When we started, I could not read it at all. Pasuk translated word for word; I transcribed; and then I reconstructed as English prose. But by a third of the way through, I could do it solo—with a lot of bloopers. I’ve since been back and read the whole original at least twice.
At the beginning, there were many things we could not understand—words whose meaning has been lost, concepts and metaphors that belong to a culture now in the past. Astrology, supernaturalism, food, dress, weaponry, architecture, etc. We have had to consult lots of people and lots of book. In rendering to English, the main difficulties have been over curses and endearments. เนื้อเย็น works wonderfully in Thai as a compliment to an intimate partner, but how do you capture both the idea and the gentle sound in English?

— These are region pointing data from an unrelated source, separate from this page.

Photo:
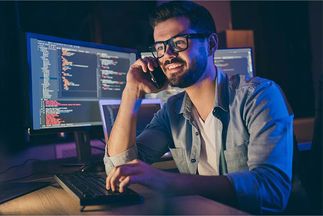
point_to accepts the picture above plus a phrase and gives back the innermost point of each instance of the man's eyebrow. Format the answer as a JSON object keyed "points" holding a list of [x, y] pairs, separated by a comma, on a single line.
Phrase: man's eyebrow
{"points": [[181, 33]]}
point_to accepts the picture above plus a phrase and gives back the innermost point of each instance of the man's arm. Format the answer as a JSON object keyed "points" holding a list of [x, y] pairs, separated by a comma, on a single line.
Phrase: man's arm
{"points": [[123, 134]]}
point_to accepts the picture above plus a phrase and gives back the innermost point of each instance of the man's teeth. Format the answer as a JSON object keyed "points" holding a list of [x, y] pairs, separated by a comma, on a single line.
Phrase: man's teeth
{"points": [[174, 66]]}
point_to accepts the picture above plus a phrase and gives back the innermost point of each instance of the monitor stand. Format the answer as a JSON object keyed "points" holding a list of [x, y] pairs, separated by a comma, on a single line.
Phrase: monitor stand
{"points": [[83, 146], [84, 156]]}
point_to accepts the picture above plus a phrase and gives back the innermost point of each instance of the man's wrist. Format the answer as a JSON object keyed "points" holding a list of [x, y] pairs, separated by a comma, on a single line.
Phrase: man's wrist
{"points": [[132, 91]]}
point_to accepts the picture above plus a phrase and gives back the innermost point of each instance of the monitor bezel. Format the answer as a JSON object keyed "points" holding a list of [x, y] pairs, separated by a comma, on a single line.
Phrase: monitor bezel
{"points": [[252, 56], [31, 130]]}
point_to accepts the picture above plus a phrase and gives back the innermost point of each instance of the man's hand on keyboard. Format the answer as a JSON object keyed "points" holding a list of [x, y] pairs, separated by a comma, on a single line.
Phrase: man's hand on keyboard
{"points": [[134, 172]]}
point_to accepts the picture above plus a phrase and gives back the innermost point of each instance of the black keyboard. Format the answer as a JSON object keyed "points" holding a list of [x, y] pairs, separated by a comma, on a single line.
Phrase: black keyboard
{"points": [[90, 189]]}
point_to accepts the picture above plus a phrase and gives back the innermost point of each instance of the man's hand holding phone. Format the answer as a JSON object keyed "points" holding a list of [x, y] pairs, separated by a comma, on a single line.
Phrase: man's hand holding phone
{"points": [[146, 76]]}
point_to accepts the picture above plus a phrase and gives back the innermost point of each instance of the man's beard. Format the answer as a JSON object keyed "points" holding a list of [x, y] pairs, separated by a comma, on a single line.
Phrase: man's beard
{"points": [[191, 76]]}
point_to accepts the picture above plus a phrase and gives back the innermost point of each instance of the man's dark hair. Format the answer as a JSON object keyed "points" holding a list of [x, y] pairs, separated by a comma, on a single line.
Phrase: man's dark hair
{"points": [[199, 17]]}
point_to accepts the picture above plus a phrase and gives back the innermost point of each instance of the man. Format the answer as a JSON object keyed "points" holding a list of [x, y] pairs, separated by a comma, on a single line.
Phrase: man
{"points": [[231, 139]]}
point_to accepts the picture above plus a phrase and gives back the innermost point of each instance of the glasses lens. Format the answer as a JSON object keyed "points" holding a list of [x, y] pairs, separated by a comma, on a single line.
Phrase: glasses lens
{"points": [[179, 43], [159, 49]]}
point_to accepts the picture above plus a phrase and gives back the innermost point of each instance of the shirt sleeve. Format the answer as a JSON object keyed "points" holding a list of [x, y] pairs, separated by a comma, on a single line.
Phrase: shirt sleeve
{"points": [[150, 145], [266, 186]]}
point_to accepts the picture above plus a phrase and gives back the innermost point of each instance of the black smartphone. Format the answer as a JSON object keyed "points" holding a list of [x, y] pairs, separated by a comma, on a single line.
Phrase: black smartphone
{"points": [[158, 77]]}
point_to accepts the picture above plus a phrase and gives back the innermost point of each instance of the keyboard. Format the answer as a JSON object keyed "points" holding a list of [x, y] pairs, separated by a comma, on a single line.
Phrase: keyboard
{"points": [[89, 189]]}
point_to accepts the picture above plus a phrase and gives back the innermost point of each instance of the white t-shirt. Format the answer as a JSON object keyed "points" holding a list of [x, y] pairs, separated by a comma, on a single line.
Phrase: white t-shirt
{"points": [[210, 150]]}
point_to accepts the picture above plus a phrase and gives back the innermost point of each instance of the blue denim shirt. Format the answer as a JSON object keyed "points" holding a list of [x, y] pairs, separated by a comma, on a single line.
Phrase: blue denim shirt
{"points": [[255, 131]]}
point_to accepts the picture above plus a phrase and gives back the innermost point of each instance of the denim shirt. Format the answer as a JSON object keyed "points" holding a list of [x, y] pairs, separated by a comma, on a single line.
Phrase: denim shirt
{"points": [[255, 132]]}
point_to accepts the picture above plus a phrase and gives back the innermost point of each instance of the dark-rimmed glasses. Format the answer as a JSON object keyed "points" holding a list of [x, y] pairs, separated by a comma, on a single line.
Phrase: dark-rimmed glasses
{"points": [[177, 43]]}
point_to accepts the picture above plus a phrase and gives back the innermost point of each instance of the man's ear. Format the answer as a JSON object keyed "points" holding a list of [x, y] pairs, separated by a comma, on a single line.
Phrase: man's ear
{"points": [[213, 43]]}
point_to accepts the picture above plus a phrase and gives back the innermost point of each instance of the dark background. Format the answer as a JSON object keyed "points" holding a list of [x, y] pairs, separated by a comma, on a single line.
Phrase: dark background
{"points": [[282, 30]]}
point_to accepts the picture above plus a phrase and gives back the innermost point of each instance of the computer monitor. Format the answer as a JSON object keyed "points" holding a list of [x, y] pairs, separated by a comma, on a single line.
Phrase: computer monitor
{"points": [[67, 79], [235, 61]]}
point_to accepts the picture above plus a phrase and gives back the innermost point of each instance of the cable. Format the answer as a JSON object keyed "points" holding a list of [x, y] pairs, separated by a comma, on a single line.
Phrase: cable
{"points": [[19, 165]]}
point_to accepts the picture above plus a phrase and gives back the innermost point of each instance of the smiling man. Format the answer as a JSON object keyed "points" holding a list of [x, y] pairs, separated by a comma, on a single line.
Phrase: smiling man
{"points": [[231, 138]]}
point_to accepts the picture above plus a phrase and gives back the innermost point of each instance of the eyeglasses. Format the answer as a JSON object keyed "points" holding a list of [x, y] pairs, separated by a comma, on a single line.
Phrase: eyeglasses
{"points": [[178, 43]]}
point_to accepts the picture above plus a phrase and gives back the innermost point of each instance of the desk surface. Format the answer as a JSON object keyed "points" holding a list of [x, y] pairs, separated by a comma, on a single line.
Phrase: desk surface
{"points": [[53, 200]]}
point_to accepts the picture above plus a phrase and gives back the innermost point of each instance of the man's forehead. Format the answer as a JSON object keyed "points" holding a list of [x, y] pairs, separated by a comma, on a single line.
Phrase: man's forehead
{"points": [[170, 27]]}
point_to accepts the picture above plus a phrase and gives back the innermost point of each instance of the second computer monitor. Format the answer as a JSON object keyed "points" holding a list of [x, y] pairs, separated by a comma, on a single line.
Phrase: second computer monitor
{"points": [[235, 61], [68, 77]]}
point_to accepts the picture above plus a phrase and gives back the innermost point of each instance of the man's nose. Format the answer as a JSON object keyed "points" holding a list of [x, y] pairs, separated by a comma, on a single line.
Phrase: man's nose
{"points": [[169, 51]]}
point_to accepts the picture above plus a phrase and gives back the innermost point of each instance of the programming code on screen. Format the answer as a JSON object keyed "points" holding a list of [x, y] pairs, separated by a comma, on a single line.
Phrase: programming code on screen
{"points": [[234, 61], [67, 80]]}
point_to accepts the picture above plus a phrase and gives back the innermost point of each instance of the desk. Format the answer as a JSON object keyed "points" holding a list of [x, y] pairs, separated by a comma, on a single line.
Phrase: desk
{"points": [[53, 200]]}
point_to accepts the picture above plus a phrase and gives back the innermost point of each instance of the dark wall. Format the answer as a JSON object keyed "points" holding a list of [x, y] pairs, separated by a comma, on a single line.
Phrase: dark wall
{"points": [[282, 47]]}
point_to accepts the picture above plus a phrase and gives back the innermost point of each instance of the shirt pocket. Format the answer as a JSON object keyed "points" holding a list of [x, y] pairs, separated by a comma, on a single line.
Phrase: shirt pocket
{"points": [[236, 158], [180, 159]]}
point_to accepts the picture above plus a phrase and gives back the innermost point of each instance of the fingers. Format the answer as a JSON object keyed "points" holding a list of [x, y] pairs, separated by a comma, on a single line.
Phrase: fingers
{"points": [[146, 64]]}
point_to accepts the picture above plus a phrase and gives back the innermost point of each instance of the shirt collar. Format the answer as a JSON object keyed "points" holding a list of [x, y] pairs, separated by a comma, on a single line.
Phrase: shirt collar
{"points": [[221, 96]]}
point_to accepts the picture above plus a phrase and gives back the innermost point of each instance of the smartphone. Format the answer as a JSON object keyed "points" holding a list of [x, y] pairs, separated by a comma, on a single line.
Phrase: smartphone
{"points": [[158, 77]]}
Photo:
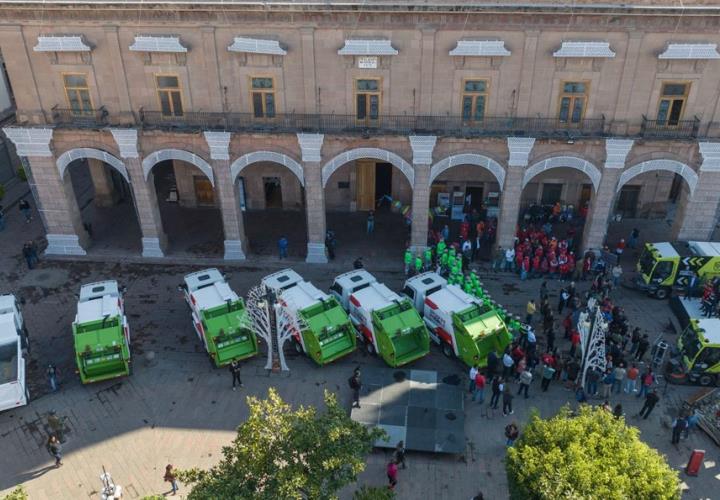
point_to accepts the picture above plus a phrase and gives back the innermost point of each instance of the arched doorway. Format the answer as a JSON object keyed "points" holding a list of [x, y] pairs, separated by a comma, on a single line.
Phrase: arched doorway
{"points": [[647, 198], [100, 186], [557, 196], [188, 201], [357, 182], [271, 194], [467, 187]]}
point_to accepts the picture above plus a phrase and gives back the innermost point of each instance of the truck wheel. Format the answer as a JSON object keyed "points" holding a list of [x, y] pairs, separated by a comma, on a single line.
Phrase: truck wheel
{"points": [[706, 380]]}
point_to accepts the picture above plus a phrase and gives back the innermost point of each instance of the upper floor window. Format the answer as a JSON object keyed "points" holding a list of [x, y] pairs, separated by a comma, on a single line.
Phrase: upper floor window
{"points": [[473, 99], [367, 100], [263, 97], [573, 100], [673, 97], [169, 95], [77, 93]]}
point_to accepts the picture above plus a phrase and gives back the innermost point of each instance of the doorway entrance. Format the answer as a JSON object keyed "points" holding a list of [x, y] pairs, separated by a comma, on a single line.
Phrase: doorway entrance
{"points": [[273, 192]]}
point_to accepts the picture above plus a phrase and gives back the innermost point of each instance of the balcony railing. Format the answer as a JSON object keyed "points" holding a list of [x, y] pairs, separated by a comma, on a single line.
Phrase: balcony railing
{"points": [[452, 126], [683, 129]]}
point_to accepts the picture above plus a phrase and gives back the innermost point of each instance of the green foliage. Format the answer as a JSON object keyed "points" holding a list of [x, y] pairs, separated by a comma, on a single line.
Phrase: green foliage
{"points": [[18, 493], [374, 493], [588, 456], [287, 453]]}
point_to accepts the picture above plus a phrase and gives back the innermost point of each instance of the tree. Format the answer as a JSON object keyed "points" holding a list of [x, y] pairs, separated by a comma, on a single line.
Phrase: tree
{"points": [[591, 455], [280, 452]]}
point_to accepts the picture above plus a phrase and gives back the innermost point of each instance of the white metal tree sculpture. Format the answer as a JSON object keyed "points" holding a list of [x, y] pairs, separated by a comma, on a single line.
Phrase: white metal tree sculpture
{"points": [[593, 342], [258, 308]]}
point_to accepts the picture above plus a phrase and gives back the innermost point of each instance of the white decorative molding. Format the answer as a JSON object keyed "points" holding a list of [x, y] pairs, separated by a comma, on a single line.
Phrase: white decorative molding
{"points": [[311, 146], [180, 155], [564, 162], [375, 153], [126, 139], [271, 156], [616, 151], [219, 144], [710, 152], [30, 141], [71, 43], [422, 146], [367, 48], [520, 148], [154, 43], [468, 159], [257, 46], [68, 157], [152, 248], [690, 51], [480, 48], [674, 166], [584, 49]]}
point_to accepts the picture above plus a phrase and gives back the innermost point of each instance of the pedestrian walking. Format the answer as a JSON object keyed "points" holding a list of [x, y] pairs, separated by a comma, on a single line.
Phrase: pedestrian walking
{"points": [[525, 380], [282, 247], [507, 400], [650, 401], [399, 454], [52, 374], [498, 387], [392, 474], [511, 434], [234, 370], [370, 226], [679, 426], [55, 449], [355, 385], [169, 477], [24, 207]]}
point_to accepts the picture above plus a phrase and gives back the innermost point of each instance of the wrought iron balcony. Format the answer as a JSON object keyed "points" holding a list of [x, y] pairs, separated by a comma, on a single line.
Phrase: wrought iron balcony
{"points": [[683, 129]]}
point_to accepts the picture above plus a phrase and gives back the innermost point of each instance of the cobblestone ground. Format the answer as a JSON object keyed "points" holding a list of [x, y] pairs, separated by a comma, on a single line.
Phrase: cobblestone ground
{"points": [[180, 410]]}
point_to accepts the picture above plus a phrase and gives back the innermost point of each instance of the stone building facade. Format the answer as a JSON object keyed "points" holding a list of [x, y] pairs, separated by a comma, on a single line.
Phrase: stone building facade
{"points": [[302, 106]]}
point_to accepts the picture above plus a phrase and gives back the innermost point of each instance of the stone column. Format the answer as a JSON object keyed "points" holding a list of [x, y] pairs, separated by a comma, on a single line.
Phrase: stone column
{"points": [[697, 213], [235, 244], [54, 197], [519, 149], [105, 195], [422, 146], [311, 146], [154, 240], [601, 205]]}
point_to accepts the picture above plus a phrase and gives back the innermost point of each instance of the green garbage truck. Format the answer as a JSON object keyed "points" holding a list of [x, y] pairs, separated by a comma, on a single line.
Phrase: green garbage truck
{"points": [[219, 317], [320, 327], [389, 325], [101, 333]]}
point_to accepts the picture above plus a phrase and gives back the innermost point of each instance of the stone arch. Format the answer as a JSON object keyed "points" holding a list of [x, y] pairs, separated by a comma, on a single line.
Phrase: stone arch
{"points": [[177, 154], [674, 166], [469, 159], [76, 154], [271, 156], [376, 153], [567, 162]]}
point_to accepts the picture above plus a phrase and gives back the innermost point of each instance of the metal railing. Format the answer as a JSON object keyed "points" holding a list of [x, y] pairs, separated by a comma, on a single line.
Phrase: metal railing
{"points": [[682, 129]]}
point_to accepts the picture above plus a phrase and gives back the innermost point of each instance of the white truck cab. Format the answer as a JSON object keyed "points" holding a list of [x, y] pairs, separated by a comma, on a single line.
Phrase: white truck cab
{"points": [[348, 283], [13, 346], [420, 286]]}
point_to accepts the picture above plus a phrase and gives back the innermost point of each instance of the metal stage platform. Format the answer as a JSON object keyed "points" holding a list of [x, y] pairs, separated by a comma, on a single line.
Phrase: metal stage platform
{"points": [[420, 407]]}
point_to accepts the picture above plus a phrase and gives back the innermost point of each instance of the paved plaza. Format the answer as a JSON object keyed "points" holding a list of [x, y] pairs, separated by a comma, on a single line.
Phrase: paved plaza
{"points": [[180, 410]]}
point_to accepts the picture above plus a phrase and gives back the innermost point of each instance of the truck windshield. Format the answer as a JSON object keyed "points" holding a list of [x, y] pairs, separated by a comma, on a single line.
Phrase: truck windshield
{"points": [[647, 262], [8, 363], [690, 342]]}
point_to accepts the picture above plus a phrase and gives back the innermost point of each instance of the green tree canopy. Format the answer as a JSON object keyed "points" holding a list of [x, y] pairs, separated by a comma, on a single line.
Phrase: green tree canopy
{"points": [[591, 455], [287, 453]]}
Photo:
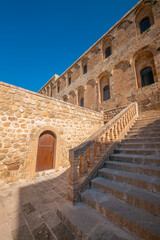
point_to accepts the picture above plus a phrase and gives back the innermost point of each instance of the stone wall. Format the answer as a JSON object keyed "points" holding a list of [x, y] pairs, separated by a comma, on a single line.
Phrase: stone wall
{"points": [[131, 52], [109, 114], [24, 115]]}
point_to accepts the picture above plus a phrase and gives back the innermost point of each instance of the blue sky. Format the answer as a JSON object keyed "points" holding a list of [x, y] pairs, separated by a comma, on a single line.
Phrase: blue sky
{"points": [[39, 38]]}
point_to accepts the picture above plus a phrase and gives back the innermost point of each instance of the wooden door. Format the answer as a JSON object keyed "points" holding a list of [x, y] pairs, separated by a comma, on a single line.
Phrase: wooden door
{"points": [[46, 151]]}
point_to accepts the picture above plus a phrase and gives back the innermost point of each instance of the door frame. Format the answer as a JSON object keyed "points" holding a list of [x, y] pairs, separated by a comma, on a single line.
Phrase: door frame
{"points": [[60, 155], [51, 133]]}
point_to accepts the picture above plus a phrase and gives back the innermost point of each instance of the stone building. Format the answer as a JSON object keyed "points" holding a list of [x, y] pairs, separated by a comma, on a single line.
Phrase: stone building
{"points": [[100, 119], [123, 66]]}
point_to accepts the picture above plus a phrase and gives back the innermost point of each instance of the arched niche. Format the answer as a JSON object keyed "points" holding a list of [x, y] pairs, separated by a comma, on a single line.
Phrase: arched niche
{"points": [[46, 152], [72, 97], [81, 100], [33, 146], [143, 61], [143, 13], [122, 78], [91, 93]]}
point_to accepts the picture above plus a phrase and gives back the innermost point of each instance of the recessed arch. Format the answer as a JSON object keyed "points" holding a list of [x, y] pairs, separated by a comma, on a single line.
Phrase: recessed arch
{"points": [[103, 74], [72, 97], [144, 60], [33, 145], [91, 94], [81, 100], [46, 151], [144, 13], [104, 88], [65, 98]]}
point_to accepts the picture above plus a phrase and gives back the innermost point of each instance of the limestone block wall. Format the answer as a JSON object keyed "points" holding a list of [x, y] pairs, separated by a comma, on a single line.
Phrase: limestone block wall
{"points": [[131, 52], [24, 115]]}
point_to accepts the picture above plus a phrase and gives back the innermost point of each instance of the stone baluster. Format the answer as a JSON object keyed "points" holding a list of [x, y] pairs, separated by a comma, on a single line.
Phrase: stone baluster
{"points": [[111, 134], [118, 127], [107, 138], [73, 176], [97, 151], [103, 145], [124, 124], [115, 131], [126, 120], [92, 156], [83, 168]]}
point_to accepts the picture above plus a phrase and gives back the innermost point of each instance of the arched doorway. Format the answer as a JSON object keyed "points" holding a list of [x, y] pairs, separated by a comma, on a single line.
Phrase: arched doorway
{"points": [[46, 151]]}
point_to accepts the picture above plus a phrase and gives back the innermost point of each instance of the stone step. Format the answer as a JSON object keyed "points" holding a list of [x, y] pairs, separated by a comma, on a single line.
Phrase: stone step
{"points": [[149, 170], [143, 134], [88, 224], [137, 221], [149, 183], [146, 122], [134, 157], [141, 139], [143, 145], [132, 195], [139, 151], [154, 117], [147, 125], [145, 128]]}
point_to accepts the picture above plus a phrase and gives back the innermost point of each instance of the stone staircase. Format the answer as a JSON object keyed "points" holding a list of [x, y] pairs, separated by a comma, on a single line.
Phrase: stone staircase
{"points": [[123, 201]]}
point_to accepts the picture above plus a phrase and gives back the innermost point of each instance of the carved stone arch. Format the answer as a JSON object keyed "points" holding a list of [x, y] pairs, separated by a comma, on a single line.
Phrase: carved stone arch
{"points": [[72, 98], [33, 145], [144, 11], [81, 100], [91, 94], [84, 64], [149, 48], [121, 77], [65, 98], [103, 83], [122, 65], [124, 24], [91, 82], [144, 58], [107, 45], [105, 73]]}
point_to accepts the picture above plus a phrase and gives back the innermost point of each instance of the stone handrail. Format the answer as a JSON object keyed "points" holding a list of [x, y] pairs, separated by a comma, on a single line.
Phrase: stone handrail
{"points": [[89, 156]]}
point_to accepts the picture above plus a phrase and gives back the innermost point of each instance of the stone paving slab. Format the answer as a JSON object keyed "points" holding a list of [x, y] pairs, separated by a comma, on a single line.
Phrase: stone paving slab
{"points": [[28, 209]]}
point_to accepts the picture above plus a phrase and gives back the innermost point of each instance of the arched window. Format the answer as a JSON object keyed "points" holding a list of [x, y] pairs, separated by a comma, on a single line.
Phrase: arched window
{"points": [[69, 80], [106, 93], [147, 76], [144, 24], [145, 69], [144, 19], [82, 102], [107, 52], [47, 90], [81, 96], [85, 69]]}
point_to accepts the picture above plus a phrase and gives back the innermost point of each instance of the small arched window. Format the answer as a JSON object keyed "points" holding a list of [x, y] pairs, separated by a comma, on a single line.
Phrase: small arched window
{"points": [[84, 69], [69, 80], [144, 24], [106, 93], [82, 102], [107, 52], [147, 76]]}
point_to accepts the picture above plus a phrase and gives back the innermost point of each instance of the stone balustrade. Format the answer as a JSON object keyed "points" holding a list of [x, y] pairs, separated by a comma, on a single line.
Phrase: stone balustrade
{"points": [[88, 157]]}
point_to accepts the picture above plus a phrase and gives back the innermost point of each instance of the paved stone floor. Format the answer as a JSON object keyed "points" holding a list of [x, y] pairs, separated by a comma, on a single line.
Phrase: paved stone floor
{"points": [[28, 209]]}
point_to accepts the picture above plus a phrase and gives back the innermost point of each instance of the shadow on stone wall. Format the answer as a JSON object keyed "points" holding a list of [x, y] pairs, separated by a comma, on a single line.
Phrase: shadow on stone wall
{"points": [[38, 204]]}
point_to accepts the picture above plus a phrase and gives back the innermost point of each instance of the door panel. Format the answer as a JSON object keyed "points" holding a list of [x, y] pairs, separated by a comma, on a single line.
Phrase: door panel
{"points": [[46, 151]]}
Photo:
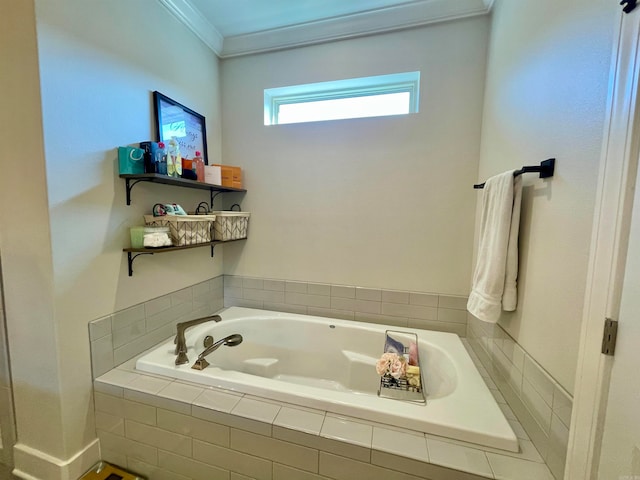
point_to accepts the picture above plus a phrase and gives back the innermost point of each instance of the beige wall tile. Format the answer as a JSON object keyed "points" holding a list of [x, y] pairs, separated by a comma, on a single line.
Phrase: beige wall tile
{"points": [[341, 468], [234, 421], [302, 420], [217, 400], [343, 291], [153, 471], [509, 467], [325, 444], [395, 296], [276, 450], [193, 427], [139, 412], [425, 299], [109, 404], [371, 294], [284, 472], [128, 447], [99, 328], [110, 423], [156, 437], [191, 468], [452, 301], [232, 460]]}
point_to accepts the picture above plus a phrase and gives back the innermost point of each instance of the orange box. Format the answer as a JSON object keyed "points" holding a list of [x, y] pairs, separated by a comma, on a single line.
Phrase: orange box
{"points": [[231, 176], [227, 175], [236, 177]]}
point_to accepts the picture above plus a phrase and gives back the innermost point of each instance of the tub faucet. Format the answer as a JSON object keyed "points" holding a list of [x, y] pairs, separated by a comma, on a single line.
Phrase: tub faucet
{"points": [[181, 343], [230, 341]]}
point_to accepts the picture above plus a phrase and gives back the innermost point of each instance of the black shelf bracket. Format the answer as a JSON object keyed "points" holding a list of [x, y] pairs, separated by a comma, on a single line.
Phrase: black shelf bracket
{"points": [[131, 258], [130, 183], [214, 194]]}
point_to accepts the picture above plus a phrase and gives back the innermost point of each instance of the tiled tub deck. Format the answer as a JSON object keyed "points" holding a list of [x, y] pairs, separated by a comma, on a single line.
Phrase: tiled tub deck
{"points": [[173, 430]]}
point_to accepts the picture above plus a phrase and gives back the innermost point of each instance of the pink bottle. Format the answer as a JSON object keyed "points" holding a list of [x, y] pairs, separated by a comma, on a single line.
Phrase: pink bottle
{"points": [[198, 166]]}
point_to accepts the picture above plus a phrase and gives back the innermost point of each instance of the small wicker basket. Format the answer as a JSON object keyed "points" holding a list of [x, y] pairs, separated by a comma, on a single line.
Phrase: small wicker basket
{"points": [[230, 225], [185, 229]]}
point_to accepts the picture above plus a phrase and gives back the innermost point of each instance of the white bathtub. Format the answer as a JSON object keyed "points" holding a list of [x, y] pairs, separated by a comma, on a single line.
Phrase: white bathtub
{"points": [[329, 364]]}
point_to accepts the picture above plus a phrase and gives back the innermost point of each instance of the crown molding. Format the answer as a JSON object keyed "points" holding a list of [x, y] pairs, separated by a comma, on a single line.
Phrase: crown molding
{"points": [[196, 22], [382, 20]]}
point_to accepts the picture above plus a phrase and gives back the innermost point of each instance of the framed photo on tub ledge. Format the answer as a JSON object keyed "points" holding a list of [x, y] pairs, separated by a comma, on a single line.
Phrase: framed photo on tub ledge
{"points": [[188, 127]]}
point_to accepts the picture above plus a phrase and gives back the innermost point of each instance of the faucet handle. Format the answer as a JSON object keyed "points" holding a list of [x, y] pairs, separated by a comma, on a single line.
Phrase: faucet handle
{"points": [[182, 358]]}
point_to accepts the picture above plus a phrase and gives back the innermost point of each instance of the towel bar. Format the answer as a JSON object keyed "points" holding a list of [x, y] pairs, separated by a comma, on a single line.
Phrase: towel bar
{"points": [[545, 169]]}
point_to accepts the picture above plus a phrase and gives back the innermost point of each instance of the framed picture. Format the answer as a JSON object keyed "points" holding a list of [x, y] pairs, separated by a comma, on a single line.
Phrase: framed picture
{"points": [[175, 120]]}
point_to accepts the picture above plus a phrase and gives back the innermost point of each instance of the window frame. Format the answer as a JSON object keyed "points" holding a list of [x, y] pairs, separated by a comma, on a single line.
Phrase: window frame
{"points": [[407, 82]]}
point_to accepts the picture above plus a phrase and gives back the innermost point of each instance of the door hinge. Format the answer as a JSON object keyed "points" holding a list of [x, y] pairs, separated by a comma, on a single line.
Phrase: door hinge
{"points": [[609, 336]]}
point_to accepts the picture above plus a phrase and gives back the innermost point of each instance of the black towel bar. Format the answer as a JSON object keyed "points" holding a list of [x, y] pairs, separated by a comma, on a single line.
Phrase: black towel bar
{"points": [[545, 169]]}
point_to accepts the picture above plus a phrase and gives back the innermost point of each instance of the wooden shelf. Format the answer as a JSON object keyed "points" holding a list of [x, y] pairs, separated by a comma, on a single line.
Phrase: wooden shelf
{"points": [[133, 253], [133, 179]]}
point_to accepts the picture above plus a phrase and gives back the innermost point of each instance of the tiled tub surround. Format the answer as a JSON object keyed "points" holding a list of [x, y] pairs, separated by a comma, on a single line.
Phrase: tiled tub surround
{"points": [[540, 403], [329, 364], [402, 309], [173, 430], [124, 334], [429, 311]]}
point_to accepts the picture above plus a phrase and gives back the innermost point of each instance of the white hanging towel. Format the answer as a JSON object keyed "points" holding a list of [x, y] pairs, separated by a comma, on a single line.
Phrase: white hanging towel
{"points": [[494, 280]]}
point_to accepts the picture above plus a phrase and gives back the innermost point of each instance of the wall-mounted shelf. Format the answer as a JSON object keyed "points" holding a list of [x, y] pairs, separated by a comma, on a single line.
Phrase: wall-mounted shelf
{"points": [[133, 253], [214, 190]]}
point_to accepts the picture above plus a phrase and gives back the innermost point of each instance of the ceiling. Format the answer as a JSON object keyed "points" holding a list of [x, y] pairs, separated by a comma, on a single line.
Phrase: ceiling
{"points": [[242, 27]]}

Also, the original poem is in a wonderful, headlong meter which is impossible to replicate. We are rendering it into prose, but we are conscious that it began in oral tradition and we are trying to make it read aloud well. The sea at Hua Hin has heard a lot of it.
We plan to publish it late next year (2010). I’m not sure there’s another old literary work I’m interested in translating but I’m open to suggestion. Lilit phra lo is wonderful, but Robert Bickner’s translation is rumored to appear real soon now. What else? I’d like to do some more work on the old KCKP manuscripts. I’m thinking of translating some late Ayutthaya historical documents. I also have a draft of a book on Ayutthaya written almost a decade ago which I really should finish.